A doctor who spent 25 years in practice tried to get a real answer from his own cardiologist and could not. Jeffrey Junig, a psychiatrist and addiction medicine specialist who recently retired, lays out what happened after his lifesaving surgery: an aneurysm he learned about in passing, a beta blocker request answered with "I'm not comfortable" through a nurse, and an online pharmacy that approved a prescription in 10 minutes for $20 with no health questions asked.

⏱️ Chapters:
0:00 Introduction
0:30 From anesthesia to psychiatry to retirement
1:52 The aneurysm nobody told him about
3:13 Why he ordered his own beta blocker online
4:50 The Rip Van Winkle moment
5:08 What 25 years of medicine taught him is missing
5:51 The lack of pharmacy nobody talks about
8:17 What he wishes had happened instead
9:14 Why "I'm not comfortable" is not an answer
10:41 What it would take to fix this
11:53 People remember how you made them feel
12:27 Take home messages

About this episode:
Jeffrey Junig is a psychiatrist and addiction medicine specialist who trained as an MD-PhD, practiced anesthesia for a decade, and ran his own psychiatry and Suboxone practice for 20 years before retiring a few months ago.

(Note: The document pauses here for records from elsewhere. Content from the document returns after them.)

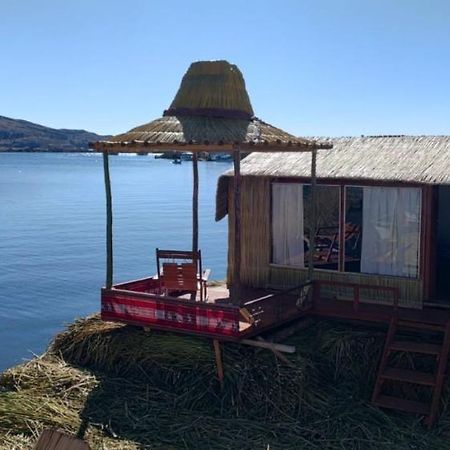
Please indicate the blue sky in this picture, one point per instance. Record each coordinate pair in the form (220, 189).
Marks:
(312, 67)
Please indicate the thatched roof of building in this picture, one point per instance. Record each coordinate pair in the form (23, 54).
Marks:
(211, 112)
(392, 159)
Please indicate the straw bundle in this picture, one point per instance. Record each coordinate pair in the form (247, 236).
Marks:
(160, 391)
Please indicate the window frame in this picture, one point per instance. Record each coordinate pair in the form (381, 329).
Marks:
(424, 226)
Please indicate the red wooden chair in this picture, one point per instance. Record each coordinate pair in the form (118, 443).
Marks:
(181, 271)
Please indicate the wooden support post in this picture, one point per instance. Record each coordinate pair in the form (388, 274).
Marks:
(219, 364)
(313, 219)
(341, 266)
(109, 245)
(195, 202)
(236, 284)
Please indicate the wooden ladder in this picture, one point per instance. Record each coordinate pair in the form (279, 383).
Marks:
(432, 380)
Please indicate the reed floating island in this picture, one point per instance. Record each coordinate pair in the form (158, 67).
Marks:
(133, 390)
(315, 233)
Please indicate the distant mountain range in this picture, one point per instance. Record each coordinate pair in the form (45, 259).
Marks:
(23, 136)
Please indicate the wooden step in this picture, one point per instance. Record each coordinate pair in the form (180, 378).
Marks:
(409, 376)
(416, 347)
(409, 324)
(401, 404)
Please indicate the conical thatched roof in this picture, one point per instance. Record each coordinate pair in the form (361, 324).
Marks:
(210, 112)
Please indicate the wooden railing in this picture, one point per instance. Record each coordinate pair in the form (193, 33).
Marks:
(277, 307)
(356, 289)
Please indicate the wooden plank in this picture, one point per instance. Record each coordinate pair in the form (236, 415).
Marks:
(195, 202)
(269, 345)
(385, 401)
(135, 147)
(313, 226)
(57, 440)
(236, 283)
(409, 376)
(219, 363)
(440, 375)
(342, 198)
(384, 359)
(416, 347)
(109, 221)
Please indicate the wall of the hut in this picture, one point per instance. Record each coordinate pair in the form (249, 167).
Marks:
(257, 270)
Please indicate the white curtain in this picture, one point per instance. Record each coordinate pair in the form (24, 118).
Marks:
(287, 224)
(391, 231)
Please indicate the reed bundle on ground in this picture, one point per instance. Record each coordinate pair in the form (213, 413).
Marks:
(157, 390)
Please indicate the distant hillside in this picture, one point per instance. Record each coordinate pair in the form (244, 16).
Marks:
(20, 135)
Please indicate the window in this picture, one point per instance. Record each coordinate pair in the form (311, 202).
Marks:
(291, 216)
(391, 221)
(325, 247)
(377, 233)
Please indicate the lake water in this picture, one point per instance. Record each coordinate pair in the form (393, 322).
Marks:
(52, 235)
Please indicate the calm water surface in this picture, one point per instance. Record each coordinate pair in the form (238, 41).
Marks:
(52, 235)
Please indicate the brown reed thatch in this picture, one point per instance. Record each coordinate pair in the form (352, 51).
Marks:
(211, 112)
(396, 159)
(213, 89)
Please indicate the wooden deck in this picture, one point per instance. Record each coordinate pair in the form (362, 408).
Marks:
(140, 302)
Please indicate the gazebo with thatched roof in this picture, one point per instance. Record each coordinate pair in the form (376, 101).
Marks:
(210, 112)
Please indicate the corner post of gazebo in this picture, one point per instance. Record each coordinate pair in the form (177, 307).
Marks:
(109, 220)
(313, 222)
(236, 284)
(195, 201)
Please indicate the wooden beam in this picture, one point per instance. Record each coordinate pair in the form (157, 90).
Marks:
(219, 363)
(236, 284)
(135, 147)
(342, 200)
(109, 243)
(313, 219)
(269, 345)
(195, 202)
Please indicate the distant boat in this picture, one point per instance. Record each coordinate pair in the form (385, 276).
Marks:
(220, 157)
(187, 156)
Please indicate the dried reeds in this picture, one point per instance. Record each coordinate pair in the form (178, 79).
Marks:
(158, 390)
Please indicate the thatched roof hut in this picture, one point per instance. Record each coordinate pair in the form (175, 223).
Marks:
(211, 111)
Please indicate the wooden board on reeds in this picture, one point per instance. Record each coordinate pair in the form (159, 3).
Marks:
(57, 440)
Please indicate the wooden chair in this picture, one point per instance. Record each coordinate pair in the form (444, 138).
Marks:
(181, 271)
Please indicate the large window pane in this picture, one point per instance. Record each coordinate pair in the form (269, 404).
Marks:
(325, 246)
(391, 220)
(353, 228)
(287, 224)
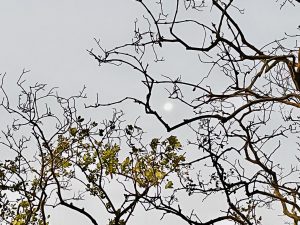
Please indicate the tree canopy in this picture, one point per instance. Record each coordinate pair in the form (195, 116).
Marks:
(240, 162)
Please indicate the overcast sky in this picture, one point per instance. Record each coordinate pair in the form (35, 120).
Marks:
(50, 38)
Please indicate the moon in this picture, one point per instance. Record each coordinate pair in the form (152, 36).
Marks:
(168, 106)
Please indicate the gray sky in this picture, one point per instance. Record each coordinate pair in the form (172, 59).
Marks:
(50, 38)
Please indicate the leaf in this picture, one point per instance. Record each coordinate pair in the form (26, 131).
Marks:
(174, 143)
(169, 185)
(73, 131)
(159, 175)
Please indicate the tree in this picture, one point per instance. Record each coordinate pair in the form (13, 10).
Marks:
(59, 157)
(238, 139)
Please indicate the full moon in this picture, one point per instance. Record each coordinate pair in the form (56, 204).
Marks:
(168, 106)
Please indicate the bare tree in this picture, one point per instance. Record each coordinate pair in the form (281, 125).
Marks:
(244, 126)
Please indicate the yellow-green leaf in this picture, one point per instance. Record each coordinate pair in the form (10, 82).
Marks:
(73, 131)
(169, 185)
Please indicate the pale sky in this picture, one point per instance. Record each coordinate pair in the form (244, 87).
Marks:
(50, 38)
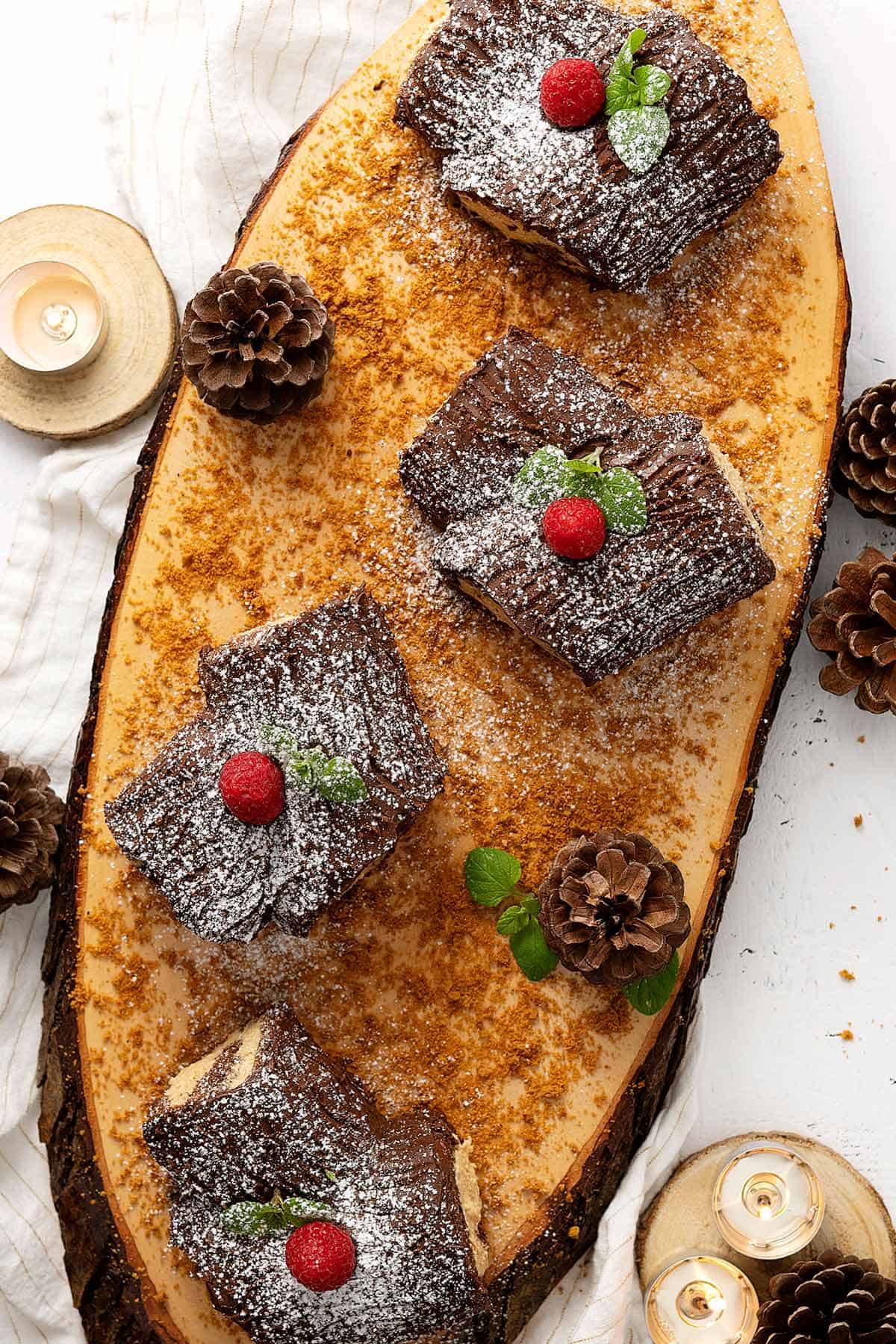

He shares what happened after a 12-hour lifesaving surgery for CTEPH and a follow-up cardiology visit where a new doctor mentioned, in passing, that he had a thoracic aortic aneurysm nobody had told him about. When Junig asked for a beta blocker through the patient app, the answer that came back twice through a nurse was "he's not comfortable," with no further explanation. He pushed for a month, got metoprolol at the lowest dose, developed cold hands, researched nebivolol on his own, and after another month of pushing got 1.25 milligrams. Lying in bed feeling his heart pound and unable to wait six months for his next visit, he ordered five milligrams from an online pharmacy, paid 20 dollars for a 10-minute remote approval, and received the medication in the mail with no questions asked about his health. He argues the gap is not clinical competence, it is the disappearance of the three-minute conversation that used to be standard, and he leaves the audience with a clear message about why the connection is the reward and what physicians lose when their practice becomes throughput.